The battle to create the best artificial intelligence chips is underway. Intel is approaching this challenge from its position as a maker of central processing units (CPUs) or the Xeon microprocessors that dominate the datacenter market. Rival Nvidia is attacking from its position as a maker of graphics processing units (GPUs), and both companies are working on solutions that will handle ground-up AI processing.
Nvidia’s GPUs have already grabbed a good chunk of the market for deep learning neural network solutions, such as image recognition — one of the biggest breakthroughs for AI in the past five years. But Intel has tried to position itself through acquisitions of companies such as Nervana, Mobileye, and Movidius. And when Intel bought Nervana for $350 million in 2016, it also picked up Nervana CEO Naveen Rao.

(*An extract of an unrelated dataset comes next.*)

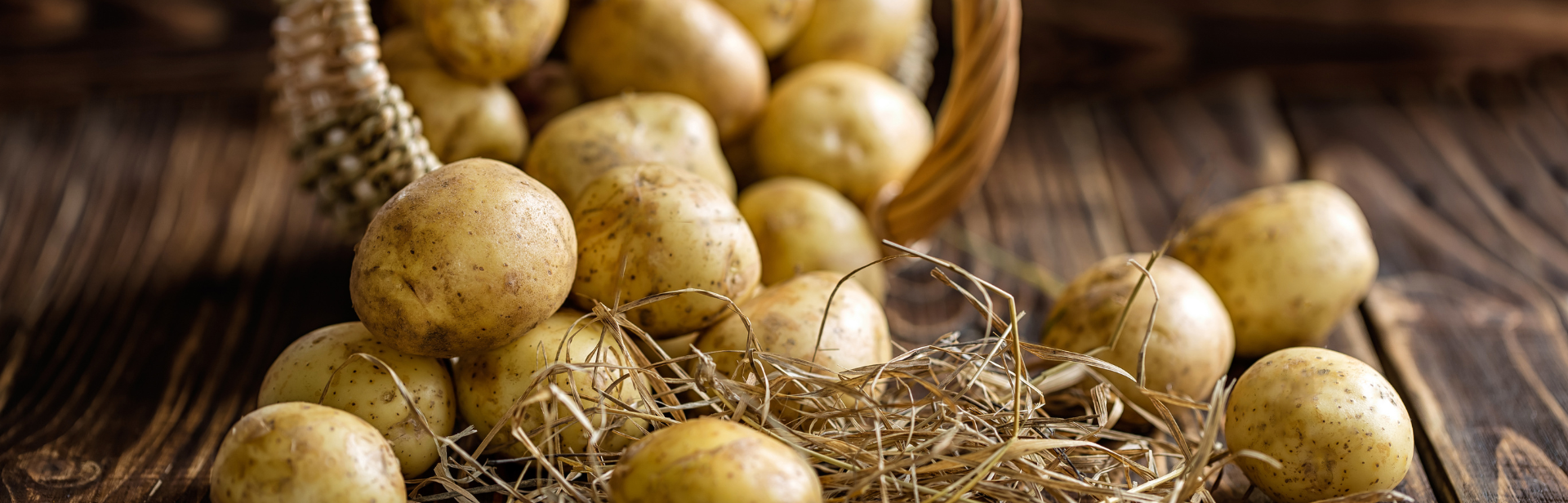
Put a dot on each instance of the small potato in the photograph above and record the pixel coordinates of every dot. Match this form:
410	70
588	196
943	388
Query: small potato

Rao has a background as both a computer architect and a neuroscientist, and he is now vice president and general manager of the Artificial Intelligence Products Group at Intel. He spoke this week at an event where Intel announced that its Xeon CPUs have generated $1 billion in revenue in 2017 for use in AI applications. Rao believes that the overall market for AI chips will reach $8 billion to $10 billion in revenue by 2022.
To get there, Intel will probably have to architect AI chips from the ground up — and beat Nvidia and other startups to the punch. I talked to Rao about the competition at Intel’s Data Centric Innovation Summit this week in Santa Clara, California.
Here’s an edited transcript of our interview.
VentureBeat: There are some interesting numbers. The billion-dollar number for Xeon—it’s interesting in contrast to $130 billion total. It’s a start.
Naveen Rao: In the startup world that’s huge. You’re a $20 billion company all of a sudden. It’s the start of the market. AI is really just beginning. It’s the top of the second inning right now. We have a long way to go.
VentureBeat: It seems your strategy is covering the notion that AI chips need to be architected as AI chips, as opposed to CPUs or GPUs.
Rao: To a certain degree, yes.
VentureBeat: To what degree is that true, that you have to something more from the ground up for AI?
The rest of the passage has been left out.